When the country music legend Ernest Tubb first began to play bluegrass, some people thought his name was just a sincere place to take a bath. Things have changed.
The Bluegrass, Old Time, and Country Music program at ETSU is proof. Started in 1982 by Jack Tottle, the program has grown immensely over the years.
Raymond McClain, the current director of the program, said that when he came to ETSU as assistant director in 2000 there were only six or seven sections of band. Now with the increase in the number of students there are 16 sections of band, including an old time band, a country band and, for the first time, a Celtic band.
Students pursuing a minor in the bluegrass program take classes in everything from guitar lessons to music theory. “It is not an audition program,” said McClain. “You can enroll in classes like you would for any other university courses. If we auditioned everyone we would keep out some of the most talented and hardworking students.”
The program attracts students from all over the region, country and even the world. There are students from everywhere from Virginia to Alaska to even Japan and New Zealand.
Joel Anderson, a history major from Spartanburg, S.C., explained that the bluegrass program is the reason he came to ETSU. “I played music before I came and thought about it as a profession, but there were not any music programs that dealt with cultural music or roots music,” Anderson said. “I came across Berea College’s Appalachian Studies program and found it interesting so I searched the Internet for Appalachian Studies and came across ETSU, saw there was a bluegrass program and was hooked.”

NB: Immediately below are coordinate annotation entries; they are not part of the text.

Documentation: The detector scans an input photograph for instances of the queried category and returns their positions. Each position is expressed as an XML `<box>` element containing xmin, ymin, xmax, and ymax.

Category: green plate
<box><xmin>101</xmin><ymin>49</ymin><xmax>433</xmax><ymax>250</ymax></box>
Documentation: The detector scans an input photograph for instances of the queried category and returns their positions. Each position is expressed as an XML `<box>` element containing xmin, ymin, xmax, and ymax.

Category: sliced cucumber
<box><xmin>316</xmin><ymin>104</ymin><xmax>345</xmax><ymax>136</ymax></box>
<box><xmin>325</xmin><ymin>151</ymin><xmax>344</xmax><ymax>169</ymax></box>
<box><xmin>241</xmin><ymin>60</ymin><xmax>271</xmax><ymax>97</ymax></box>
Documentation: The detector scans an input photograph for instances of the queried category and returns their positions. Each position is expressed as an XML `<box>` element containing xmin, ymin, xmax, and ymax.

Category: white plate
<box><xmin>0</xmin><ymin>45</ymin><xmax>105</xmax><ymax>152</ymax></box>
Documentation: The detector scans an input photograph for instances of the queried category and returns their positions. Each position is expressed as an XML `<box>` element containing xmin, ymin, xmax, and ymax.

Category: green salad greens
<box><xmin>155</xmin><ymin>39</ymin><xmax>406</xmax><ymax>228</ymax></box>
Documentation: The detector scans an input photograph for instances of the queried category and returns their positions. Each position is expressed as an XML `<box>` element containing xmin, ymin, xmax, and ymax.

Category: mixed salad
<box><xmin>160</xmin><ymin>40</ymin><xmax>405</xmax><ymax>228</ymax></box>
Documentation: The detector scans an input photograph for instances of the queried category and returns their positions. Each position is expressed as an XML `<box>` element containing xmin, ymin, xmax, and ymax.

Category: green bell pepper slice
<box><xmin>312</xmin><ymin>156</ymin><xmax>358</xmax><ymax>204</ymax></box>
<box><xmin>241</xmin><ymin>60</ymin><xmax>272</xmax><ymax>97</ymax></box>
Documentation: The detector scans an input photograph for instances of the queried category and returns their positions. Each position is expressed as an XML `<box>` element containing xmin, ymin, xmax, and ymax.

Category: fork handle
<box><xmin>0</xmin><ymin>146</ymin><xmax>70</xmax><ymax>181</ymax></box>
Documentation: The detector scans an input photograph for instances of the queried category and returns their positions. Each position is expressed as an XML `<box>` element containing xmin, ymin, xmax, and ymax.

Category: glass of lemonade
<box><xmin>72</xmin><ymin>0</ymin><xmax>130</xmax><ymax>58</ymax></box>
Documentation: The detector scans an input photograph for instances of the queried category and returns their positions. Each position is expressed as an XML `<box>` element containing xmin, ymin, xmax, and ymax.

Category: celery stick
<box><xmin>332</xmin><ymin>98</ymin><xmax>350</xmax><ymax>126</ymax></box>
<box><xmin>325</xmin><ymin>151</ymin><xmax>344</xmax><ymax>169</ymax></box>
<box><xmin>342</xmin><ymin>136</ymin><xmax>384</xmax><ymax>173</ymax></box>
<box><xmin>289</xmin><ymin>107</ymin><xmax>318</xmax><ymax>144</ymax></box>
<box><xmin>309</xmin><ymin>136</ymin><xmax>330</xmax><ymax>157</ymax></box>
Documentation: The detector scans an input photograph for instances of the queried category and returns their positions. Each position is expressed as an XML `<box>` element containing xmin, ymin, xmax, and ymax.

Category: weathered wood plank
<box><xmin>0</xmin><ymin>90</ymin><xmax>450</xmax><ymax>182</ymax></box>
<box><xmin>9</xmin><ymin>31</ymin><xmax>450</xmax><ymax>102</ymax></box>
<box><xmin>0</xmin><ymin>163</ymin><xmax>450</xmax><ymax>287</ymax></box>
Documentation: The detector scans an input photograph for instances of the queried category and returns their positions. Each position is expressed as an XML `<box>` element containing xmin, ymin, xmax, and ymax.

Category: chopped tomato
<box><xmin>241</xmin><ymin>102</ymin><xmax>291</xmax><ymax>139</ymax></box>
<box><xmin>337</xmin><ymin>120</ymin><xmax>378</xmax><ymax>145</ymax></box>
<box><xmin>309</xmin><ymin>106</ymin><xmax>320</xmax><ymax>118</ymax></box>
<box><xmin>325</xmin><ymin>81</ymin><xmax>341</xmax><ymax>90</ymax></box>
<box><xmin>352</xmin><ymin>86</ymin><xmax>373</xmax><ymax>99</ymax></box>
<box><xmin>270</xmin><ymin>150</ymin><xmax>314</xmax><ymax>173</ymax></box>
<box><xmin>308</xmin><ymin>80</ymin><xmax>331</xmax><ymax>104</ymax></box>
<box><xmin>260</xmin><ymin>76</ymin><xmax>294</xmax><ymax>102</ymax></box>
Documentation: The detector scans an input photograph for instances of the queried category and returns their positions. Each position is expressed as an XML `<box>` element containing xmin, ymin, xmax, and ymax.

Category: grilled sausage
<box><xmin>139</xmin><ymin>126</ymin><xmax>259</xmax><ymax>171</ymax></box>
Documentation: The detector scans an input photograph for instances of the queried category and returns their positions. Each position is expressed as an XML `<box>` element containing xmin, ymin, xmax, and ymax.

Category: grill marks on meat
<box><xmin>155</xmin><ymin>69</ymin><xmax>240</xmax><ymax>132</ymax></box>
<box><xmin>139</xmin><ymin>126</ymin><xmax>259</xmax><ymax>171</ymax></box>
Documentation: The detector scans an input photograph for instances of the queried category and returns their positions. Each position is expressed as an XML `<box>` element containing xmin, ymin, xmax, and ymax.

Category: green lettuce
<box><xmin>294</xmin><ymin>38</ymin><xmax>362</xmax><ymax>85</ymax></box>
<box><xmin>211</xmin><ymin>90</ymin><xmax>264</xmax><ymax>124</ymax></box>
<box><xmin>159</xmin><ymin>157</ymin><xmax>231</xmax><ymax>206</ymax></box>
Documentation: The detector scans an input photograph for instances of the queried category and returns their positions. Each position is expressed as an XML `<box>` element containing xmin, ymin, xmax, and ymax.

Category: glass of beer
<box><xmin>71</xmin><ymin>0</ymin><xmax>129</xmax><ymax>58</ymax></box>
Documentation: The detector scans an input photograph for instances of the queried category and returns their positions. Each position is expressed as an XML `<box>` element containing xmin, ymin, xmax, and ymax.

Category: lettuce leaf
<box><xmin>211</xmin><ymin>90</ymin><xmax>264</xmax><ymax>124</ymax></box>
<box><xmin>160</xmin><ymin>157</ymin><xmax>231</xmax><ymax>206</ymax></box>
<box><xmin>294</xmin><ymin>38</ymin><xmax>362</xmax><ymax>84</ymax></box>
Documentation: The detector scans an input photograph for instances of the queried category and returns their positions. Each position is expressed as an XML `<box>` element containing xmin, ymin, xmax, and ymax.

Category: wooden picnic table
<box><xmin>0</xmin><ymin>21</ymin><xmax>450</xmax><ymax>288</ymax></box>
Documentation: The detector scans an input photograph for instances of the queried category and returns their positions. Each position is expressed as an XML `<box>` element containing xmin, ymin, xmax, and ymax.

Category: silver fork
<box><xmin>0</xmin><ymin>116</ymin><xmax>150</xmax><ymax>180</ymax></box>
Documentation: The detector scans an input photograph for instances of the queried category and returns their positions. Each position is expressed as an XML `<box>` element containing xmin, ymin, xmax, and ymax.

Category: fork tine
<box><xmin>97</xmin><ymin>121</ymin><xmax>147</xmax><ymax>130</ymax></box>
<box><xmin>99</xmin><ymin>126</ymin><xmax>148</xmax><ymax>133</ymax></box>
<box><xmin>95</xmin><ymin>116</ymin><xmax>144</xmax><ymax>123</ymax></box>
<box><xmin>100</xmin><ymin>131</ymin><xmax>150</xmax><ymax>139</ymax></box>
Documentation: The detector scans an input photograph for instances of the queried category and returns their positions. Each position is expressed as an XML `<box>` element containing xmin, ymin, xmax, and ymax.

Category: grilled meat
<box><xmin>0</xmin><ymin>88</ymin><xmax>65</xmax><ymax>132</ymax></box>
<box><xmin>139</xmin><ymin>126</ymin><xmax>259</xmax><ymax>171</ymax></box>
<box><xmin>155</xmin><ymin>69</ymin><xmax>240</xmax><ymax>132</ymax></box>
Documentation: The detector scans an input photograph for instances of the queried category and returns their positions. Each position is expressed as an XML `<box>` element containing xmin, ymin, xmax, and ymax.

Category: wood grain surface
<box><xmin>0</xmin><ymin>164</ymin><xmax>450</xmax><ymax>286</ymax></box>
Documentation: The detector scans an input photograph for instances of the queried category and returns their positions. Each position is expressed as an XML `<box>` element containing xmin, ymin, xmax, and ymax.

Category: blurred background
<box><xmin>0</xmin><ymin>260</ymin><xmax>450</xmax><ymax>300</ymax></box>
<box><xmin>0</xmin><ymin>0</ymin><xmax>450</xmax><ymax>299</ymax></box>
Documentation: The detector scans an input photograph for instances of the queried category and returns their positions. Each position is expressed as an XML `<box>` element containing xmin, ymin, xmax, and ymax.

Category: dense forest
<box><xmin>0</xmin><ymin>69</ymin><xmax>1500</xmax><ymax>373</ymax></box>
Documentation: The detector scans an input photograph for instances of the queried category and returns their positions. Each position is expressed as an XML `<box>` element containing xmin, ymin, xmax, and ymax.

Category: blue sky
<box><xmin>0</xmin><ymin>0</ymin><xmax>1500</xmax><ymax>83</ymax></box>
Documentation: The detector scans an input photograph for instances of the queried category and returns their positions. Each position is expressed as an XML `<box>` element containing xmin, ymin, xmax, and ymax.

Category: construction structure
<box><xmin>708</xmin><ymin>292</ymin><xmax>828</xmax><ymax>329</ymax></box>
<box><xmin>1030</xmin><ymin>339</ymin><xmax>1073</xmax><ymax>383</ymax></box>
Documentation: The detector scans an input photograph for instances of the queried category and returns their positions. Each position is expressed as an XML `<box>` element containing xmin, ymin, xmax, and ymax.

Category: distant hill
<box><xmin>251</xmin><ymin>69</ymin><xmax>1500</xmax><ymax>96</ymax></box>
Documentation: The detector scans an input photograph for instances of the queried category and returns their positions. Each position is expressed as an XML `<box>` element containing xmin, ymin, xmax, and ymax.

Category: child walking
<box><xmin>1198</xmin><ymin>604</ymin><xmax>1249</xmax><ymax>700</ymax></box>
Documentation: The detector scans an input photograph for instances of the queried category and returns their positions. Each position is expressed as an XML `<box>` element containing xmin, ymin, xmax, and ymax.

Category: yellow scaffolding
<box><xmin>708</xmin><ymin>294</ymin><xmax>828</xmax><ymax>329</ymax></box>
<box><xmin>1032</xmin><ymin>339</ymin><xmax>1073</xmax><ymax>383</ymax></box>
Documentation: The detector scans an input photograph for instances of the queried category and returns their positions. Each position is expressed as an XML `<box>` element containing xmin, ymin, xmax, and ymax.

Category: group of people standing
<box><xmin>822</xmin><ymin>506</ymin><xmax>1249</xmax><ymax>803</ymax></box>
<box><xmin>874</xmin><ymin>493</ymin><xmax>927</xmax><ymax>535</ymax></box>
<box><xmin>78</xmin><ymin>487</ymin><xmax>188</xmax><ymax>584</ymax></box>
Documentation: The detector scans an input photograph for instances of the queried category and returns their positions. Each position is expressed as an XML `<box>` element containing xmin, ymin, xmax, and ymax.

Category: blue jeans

Evie Andrus, a public relations major from Minot, N.D., had the same reason for going so far away from home to finish college. “My brother lived down here and he wasn’t in school, but he knew a lot of kids that were in the program,” Andrus said. “He kept telling me you need to come down here, Evie, this is where you need to be.
“Two weeks into my junior year at North Dakota State University, I dropped out. I moved home and worked for awhile, then came down here to go to school.”
The program is celebrating its 25 year anniversary this year and its success can be attributed to the instructors that are dedicated to helping their students learn.
After being asked what his duties as director of the program entail, McClain listed some of the many responsibilities he is entrusted with, but then stopped and said, “I teach our students. It is my ultimate responsibility. All of these things that I do add up to my first obligation, which is to teach.